Levosimendan reverses the cardiac malfunction and cardiomyocyte ferroptosis under heart failure with preserved ejection via connexin43 signaling activation

Abstract Purpose Recent decades have been witnessing that heart failure with preserved ejection fraction (HFpEF) outweighs heart failure with reduced ejection fraction by degrees, but few drugs were proven to improve long-term clinical outcomes in patients with HFpEF. Levosimendan, a calcium sensitizing cardiotonic agent, has been found to improve decompensated heart failure clinically. However, the protective activities and underlying molecular mechanisms of levosimendan on HFpEF have not been revealed.

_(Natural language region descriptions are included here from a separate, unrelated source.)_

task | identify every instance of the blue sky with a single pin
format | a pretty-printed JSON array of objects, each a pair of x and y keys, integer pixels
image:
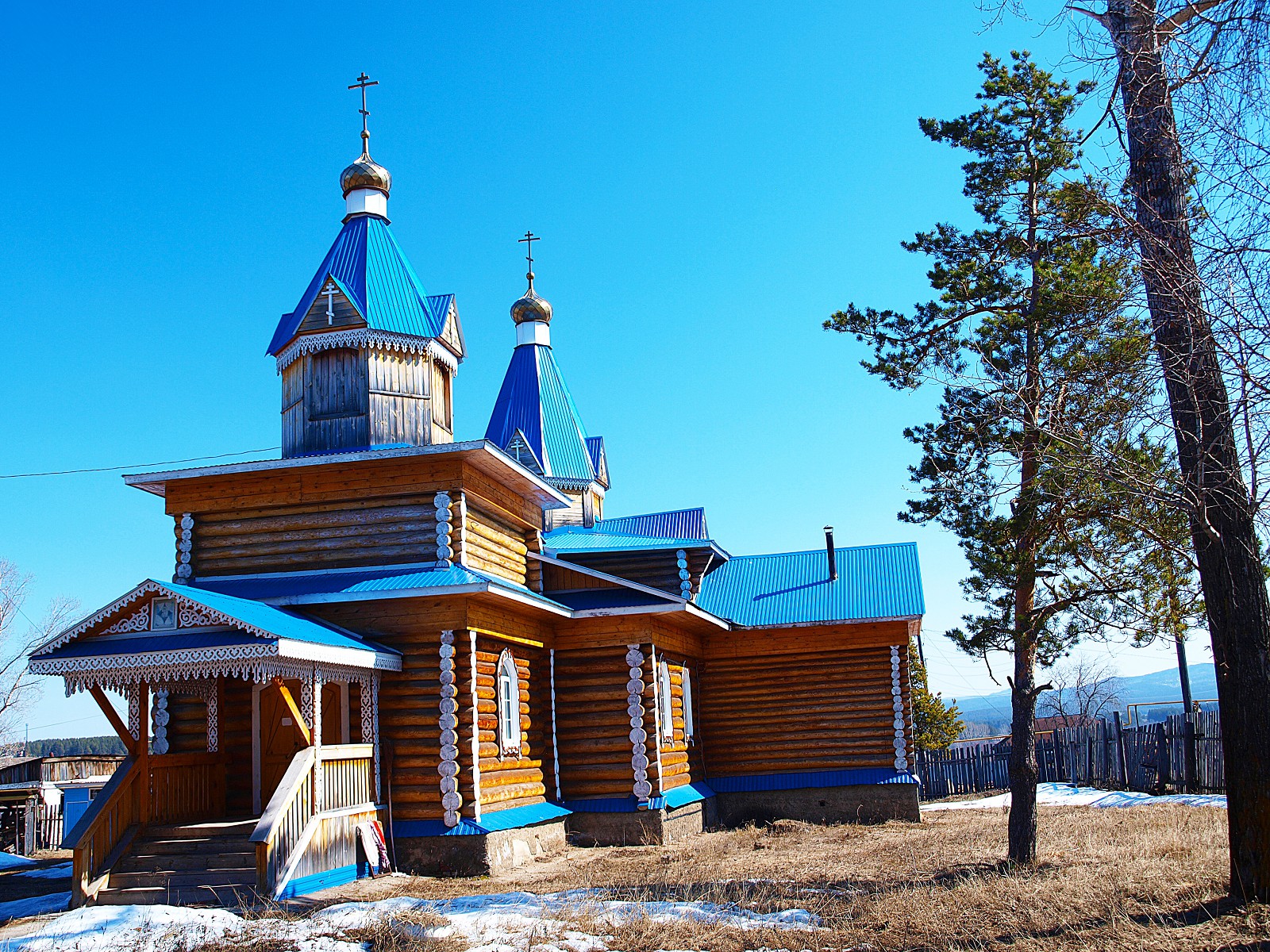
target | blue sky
[{"x": 710, "y": 182}]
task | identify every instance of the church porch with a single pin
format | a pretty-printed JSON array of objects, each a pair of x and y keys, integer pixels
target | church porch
[{"x": 232, "y": 729}]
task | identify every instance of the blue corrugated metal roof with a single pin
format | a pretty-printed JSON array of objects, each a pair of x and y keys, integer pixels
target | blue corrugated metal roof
[
  {"x": 577, "y": 539},
  {"x": 376, "y": 277},
  {"x": 366, "y": 581},
  {"x": 537, "y": 401},
  {"x": 677, "y": 524},
  {"x": 152, "y": 641},
  {"x": 273, "y": 621},
  {"x": 791, "y": 588}
]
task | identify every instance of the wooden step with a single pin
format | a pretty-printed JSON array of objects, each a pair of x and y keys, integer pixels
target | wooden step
[
  {"x": 203, "y": 831},
  {"x": 225, "y": 895},
  {"x": 181, "y": 862},
  {"x": 186, "y": 879}
]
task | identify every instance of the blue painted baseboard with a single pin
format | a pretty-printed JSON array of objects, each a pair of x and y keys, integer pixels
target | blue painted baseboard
[{"x": 340, "y": 876}]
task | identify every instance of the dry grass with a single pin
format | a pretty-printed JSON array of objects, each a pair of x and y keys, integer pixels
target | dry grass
[{"x": 1141, "y": 879}]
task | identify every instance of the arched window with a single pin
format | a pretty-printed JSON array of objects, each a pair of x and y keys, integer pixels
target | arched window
[
  {"x": 667, "y": 704},
  {"x": 687, "y": 704},
  {"x": 508, "y": 691}
]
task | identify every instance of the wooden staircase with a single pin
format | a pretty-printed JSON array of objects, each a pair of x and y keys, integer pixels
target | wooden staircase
[{"x": 201, "y": 863}]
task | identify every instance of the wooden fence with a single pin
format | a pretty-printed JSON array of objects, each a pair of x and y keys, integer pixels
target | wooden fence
[{"x": 1183, "y": 753}]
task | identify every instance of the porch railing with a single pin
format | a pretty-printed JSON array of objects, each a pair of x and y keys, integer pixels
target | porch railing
[
  {"x": 292, "y": 816},
  {"x": 187, "y": 787},
  {"x": 106, "y": 829},
  {"x": 347, "y": 776}
]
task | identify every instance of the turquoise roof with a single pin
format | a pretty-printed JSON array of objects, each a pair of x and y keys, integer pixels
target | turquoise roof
[
  {"x": 794, "y": 588},
  {"x": 372, "y": 271},
  {"x": 535, "y": 403},
  {"x": 277, "y": 622}
]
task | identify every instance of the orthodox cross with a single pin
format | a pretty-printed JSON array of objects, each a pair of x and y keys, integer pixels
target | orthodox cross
[
  {"x": 329, "y": 291},
  {"x": 362, "y": 83},
  {"x": 530, "y": 238}
]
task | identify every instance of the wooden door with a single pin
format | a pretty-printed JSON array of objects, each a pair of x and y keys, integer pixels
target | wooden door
[{"x": 279, "y": 738}]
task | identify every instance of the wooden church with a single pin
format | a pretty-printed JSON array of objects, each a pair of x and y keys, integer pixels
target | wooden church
[{"x": 454, "y": 639}]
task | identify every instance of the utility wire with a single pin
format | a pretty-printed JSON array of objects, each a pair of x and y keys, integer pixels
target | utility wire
[{"x": 133, "y": 466}]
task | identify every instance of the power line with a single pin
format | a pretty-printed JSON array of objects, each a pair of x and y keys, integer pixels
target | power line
[{"x": 133, "y": 466}]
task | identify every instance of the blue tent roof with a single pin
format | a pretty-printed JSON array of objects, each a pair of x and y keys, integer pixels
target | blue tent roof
[
  {"x": 537, "y": 401},
  {"x": 374, "y": 273},
  {"x": 793, "y": 588}
]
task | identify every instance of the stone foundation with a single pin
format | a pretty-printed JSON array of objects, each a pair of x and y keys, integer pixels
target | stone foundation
[
  {"x": 867, "y": 803},
  {"x": 479, "y": 854},
  {"x": 643, "y": 827}
]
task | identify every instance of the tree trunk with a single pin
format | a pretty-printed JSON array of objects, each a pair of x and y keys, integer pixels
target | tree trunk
[
  {"x": 1022, "y": 758},
  {"x": 1226, "y": 546}
]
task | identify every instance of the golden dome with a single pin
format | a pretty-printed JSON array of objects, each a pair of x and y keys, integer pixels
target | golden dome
[
  {"x": 531, "y": 308},
  {"x": 365, "y": 173}
]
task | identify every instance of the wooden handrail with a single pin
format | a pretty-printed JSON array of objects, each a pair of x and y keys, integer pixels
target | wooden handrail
[
  {"x": 298, "y": 774},
  {"x": 106, "y": 828}
]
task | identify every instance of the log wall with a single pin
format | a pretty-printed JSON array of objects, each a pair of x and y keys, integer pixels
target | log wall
[
  {"x": 510, "y": 781},
  {"x": 592, "y": 725},
  {"x": 187, "y": 724},
  {"x": 803, "y": 711},
  {"x": 315, "y": 536}
]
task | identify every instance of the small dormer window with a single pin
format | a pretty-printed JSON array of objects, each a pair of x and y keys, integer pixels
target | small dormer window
[
  {"x": 163, "y": 613},
  {"x": 667, "y": 702},
  {"x": 508, "y": 698}
]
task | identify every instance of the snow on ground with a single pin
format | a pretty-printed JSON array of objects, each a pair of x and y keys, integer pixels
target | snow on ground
[
  {"x": 492, "y": 923},
  {"x": 1067, "y": 795},
  {"x": 35, "y": 905},
  {"x": 60, "y": 871}
]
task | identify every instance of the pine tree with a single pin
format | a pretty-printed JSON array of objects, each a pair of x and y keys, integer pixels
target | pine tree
[
  {"x": 1038, "y": 355},
  {"x": 935, "y": 724}
]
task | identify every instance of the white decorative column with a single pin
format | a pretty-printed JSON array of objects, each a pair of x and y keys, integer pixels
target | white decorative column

Methods The double-hit HFpEF C57BL/6N mouse model was established, and levosimendan (3 mg/kg/week) was administered to HFpEF mice aged from 13 to 17 weeks to verify its protective effects on HFpEF. The myocardium was biochemically evaluated by western blot, immunofluorescence, flow cytometry, etc. Results After four-week administration, cardiac hypertrophy, pulmonary congestion, and exercise exhaustion were significantly alleviated. Meanwhile, junction proteins located in endothelial barrier and between cardiomyocytes were improved by levosimendan treatment. Among the gap junction channel proteins concerned, connexin 43, especially expressed on cardiomyocytes, could conduct mitochondrial protection. Furthermore, levosimendan indeed reversed mitochondrial malfunction in HFpEF mice, evidenced by increased mitofilin and decreased ROS, superoxide anion, NOX4 and cytochrome C levels. Interestingly, after levosimendan treatment, myocardium from HFpEF mice showed restricted ferroptosis, indicated by upregulated GSH/GSSG ratio, GPX4, xCT and FSP-1 expression with down-regulated intracellular ferrous ion, MDA and 4-HNE. Conclusion This study confirmed that regular long-term levosimendan administration could benefit HFpEF individuals, particularly those with metabolic syndrome, such as obesity and hypertension, by activating connexin 43-conducted mitochondrial protection and sequential ferroptosis inhibition in cardiomyocytes.